Augmentation alarmante des déplacements de population en République centrafricaine

Une flambée de violence a provoqué le déplacement de plus de 240 000 personnes en Centrafrique. La moitié des personnes déplacées sont rentrées chez elles ces dernières semaines, mais plus de 117 000 personnes restent déplacées à l'intérieur du pays. La plupart vivent dans des conditions déplorables dans la brousse qui entoure leurs villages, dans la crainte de nouvelles attaques. Des nouvelles vagues de déplacement sont enregistrées presque tous les jours, et rien ne présage leur fin.

Cette nouvelle vague de violence et de déplacements a commencé à la mi-décembre, avant les élections générales, et s'ajoute à des décennies de violence armée, exacerbée l'année dernière par la pandémie de Covid-19, ce qui a porté les besoins humanitaires en République centrafricaine à leur paroxysme. Si cette dernière offensive armée a été lancée à l'ouest du pays, les attaques et les déplacements se sont depuis répandus dans tout le pays, touchant également le centre et le sud-est, n'épargnant que quelques régions.

Des conditions de vie déplorables et des besoins humanitaires urgents

La plupart des personnes déplacées ont trouvé refuge dans les champs et les forêts proches de leurs villes, considérés plus sûrs. Certaines retournent chez elles pendant la journée pour récupérer des articles ménagers ou des effets personnels, ou à la recherche de nourriture et d'eau, pour ensuite retourner dans les champs pour la nuit. D'autres ont trouvé refuge dans des écoles, des églises, près des bases des casques bleus des Nations Unies ou dans des familles d'accueil. En plus des personnes déplacées à l'intérieur du pays, l'Agence des Nations Unies pour les réfugiés (HCR) rapporte qu'au 28 janvier 2021, 105 000 nouvelles personnes avaient fui vers les pays voisins, la majorité d'entre elles ayant franchi la frontière sud vers la République démocratique du Congo.
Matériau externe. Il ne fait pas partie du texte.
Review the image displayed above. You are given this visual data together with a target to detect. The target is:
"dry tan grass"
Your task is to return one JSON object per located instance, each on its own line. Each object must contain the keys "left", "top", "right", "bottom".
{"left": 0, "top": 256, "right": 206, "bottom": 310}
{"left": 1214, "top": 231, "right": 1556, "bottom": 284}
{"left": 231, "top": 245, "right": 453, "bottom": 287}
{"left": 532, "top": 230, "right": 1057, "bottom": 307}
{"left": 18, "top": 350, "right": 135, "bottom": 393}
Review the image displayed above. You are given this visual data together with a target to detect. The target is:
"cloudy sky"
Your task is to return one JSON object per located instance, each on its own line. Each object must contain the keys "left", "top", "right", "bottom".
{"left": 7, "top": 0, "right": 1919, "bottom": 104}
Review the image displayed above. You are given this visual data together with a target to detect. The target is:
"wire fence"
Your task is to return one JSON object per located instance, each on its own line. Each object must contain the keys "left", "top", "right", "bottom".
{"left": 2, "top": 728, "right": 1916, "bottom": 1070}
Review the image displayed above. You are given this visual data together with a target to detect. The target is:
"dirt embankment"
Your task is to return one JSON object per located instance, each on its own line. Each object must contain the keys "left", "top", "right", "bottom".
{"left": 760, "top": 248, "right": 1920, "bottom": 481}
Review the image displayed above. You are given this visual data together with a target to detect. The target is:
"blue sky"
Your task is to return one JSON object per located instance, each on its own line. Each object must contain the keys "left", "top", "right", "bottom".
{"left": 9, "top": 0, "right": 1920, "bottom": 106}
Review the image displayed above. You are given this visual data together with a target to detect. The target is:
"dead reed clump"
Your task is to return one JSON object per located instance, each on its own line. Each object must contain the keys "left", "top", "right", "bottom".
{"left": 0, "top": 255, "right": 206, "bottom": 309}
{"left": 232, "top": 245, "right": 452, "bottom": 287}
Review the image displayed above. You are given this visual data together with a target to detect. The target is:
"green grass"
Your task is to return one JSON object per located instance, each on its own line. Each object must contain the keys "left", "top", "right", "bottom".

Compte tenu de la violence actuelle, la protection fait partie des besoins les plus urgents des personnes déplacées. Des cas de violences sexuelles contre les femmes et les filles et des problèmes liés à la protection de l'enfance, tels que les enfants non accompagnés et séparés, ainsi que le recrutement forcé, ont été signalés. Les premières évaluations humanitaires montrent en outre que la nourriture, les soins de santé primaires, l'eau et l'assainissement, les articles ménagers essentiels et les abris sont les besoins humanitaires les plus urgents. Même avant cette dernière crise de déplacement, un Centrafricain sur quatre, soit près de 1,3 million de personnes, était déplacé à l'intérieur du pays ou dans un pays voisins.

Sauver des vies dans des conditions les plus difficiles

Malgré l'insécurité croissante dans de nombreuses régions du pays, les partenaires humanitaires ont intensifié leurs efforts pour sauver des vies et fournir une aide d'urgence aux personnes déplacées et aux plus vulnérables. Ils soutiennent les hôpitaux avec des équipes médicales et des médicaments essentiels, approvisionnent les populations en eau potable, distribuent de la nourriture et construisent des latrines pour prévenir la propagation des maladies. Le contexte sécuritaire instable exige une grande flexibilité et disponibilité de la part des humanitaires.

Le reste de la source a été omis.